Re: [PATCH v5 3/4] zram: zram memory size limitation

From: David Horner
Date: Wed Aug 27 2014 - 10:45:00 EST


On Wed, Aug 27, 2014 at 10:03 AM, Dan Streetman <ddstreet@xxxxxxxx> wrote:
> On Tue, Aug 26, 2014 at 10:51 PM, Minchan Kim <minchan@xxxxxxxxxx> wrote:
>> Hey Joonsoo,
>>
>> On Wed, Aug 27, 2014 at 10:26:11AM +0900, Joonsoo Kim wrote:
>>> Hello, Minchan and David.
>>>
>>> On Tue, Aug 26, 2014 at 08:22:29AM -0400, David Horner wrote:
>>> > On Tue, Aug 26, 2014 at 3:55 AM, Minchan Kim <minchan@xxxxxxxxxx> wrote:
>>> > > Hey Joonsoo,
>>> > >
>>> > > On Tue, Aug 26, 2014 at 04:37:30PM +0900, Joonsoo Kim wrote:
>>> > >> On Mon, Aug 25, 2014 at 09:05:55AM +0900, Minchan Kim wrote:
>>> > >> > @@ -513,6 +540,14 @@ static int zram_bvec_write(struct zram *zram, struct bio_vec *bvec, u32 index,
>>> > >> > ret = -ENOMEM;
>>> > >> > goto out;
>>> > >> > }
>>> > >> > +
>>> > >> > + if (zram->limit_pages &&
>>> > >> > + zs_get_total_pages(meta->mem_pool) > zram->limit_pages) {
>>> > >> > + zs_free(meta->mem_pool, handle);
>>> > >> > + ret = -ENOMEM;
>>> > >> > + goto out;
>>> > >> > + }
>>> > >> > +
>>> > >> > cmem = zs_map_object(meta->mem_pool, handle, ZS_MM_WO);
>>> > >>
>>> > >> Hello,
>>> > >>
>>> > >> I don't follow up previous discussion, so I could be wrong.
>>> > >> Why this enforcement should be here?
>>> > >>
>>> > >> I think that this has two problems.
>>> > >> 1) alloc/free happens unnecessarilly if we have used memory over the
>>> > >> limitation.
>>> > >
>>> > > True but firstly, I implemented the logic in zsmalloc, not zram but
>>> > > as I described in cover-letter, it's not a requirement of zsmalloc
>>> > > but zram so it should be in there. If every user want it in future,
>>> > > then we could move the function into zsmalloc. That's what we
>>> > > concluded in previous discussion.
>>>
>>> Hmm...
>>> Problem is that we can't avoid these unnecessary overhead in this
>>> implementation.
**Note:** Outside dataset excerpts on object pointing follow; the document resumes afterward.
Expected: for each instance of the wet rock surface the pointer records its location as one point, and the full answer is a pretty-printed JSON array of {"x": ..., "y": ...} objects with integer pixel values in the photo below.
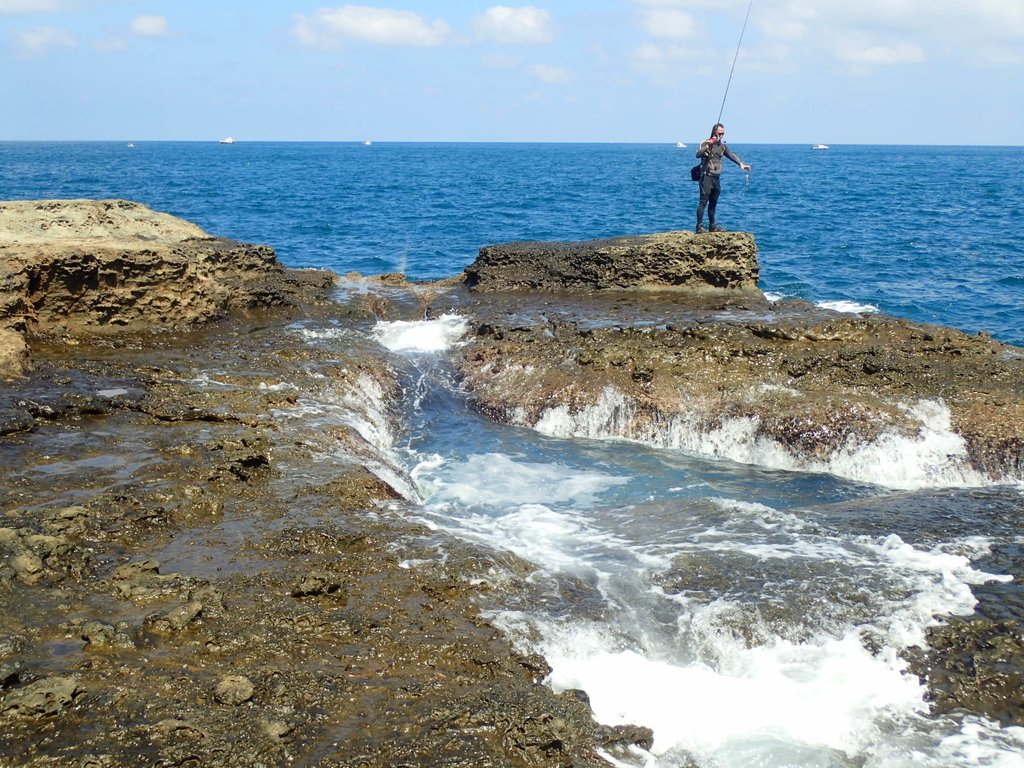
[
  {"x": 177, "y": 588},
  {"x": 815, "y": 383},
  {"x": 201, "y": 564},
  {"x": 203, "y": 561}
]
If we can implement this feature in zram efficiently,
>>> it's okay. But, I think that current form isn't.
>>
>>
>> If we can add it in zsmalloc, it would be more clean and efficient
>> for zram but as I said, at the moment, I didn't want to put zram's
>> requirement into zsmalloc because to me, it's weird to enforce max
>> limit to allocator. It's client's role, I think.
>>
>> If current implementation is expensive and rather hard to follow,
>> It would be one reason to move the feature into zsmalloc but
>> I don't think it makes critical trobule in zram usecase.
>> See below.
>>
>> But I still open and will wait others's opinion.
>> If other guys think zsmalloc is better place, I am willing to move
>> it into zsmalloc.
>
> Moving it into zsmalloc would allow rejecting new zsmallocs before
> actually crossing the limit, since it can calculate that internally.
> However, with the current patches the limit will only be briefly
> crossed, and it should not be crossed by a large amount. Now, if this
> is happening repeatedly and quickly during extreme memory pressure,
> the constant alloc/free will clearly be worse than a simple internal
> calculation and failure. But would it ever happen repeatedly once the
> zram limit is reached?
>
> Now that I'm thinking about the limit from the perspective of the zram
> user, I wonder what really will happen. If zram is being used for
> swap space, then when swap starts getting errors trying to write
> pages, how damaging will that be to the system? I haven't checked
> what swap does when it encounters disk errors. Of course, with no
> zram limit, continually writing to zram until memory is totally
> consumed isn't good either. But in any case, I would hope that swap
> would not repeatedly hammer on a disk when it's getting write failures
> from it.
>
> Alternately, if zram was being used as a compressed ram disk for
> regular file storage, it's entirely up to the application to handle
> write failures, so it may continue to try to write to a full zram
> disk.
>
> As far as what the zsmalloc api would look like with the limit added,
> it would need a setter and getter function (adding it as a param to
> the create function would be optional i think). But more importantly,
> it would need to handle multiple ways of specifying the limit. In our
> specific current use cases, zram and zswap, each handles their
> internal limit differently - zswap currently uses a % of total ram as
> its limit (defaulting to 20), while with these patches zram will use a
> specific number of bytes as its limit (defaulting to no limit). If
> the limiting mechanism is moved into zsmalloc (and possibly zbud),
> then either both users need to use the same units (bytes or %ram), or
> zsmalloc/zbud need to be able to set their limit in either units. It
> seems to me like keeping the limit in zram/zswap is currently
> preferable, at least without both using the same limit units.
>

zswap knows what 20% (or whatever % it currently uses , and perhaps it too
will become a tuning knob) of memory is in bytes.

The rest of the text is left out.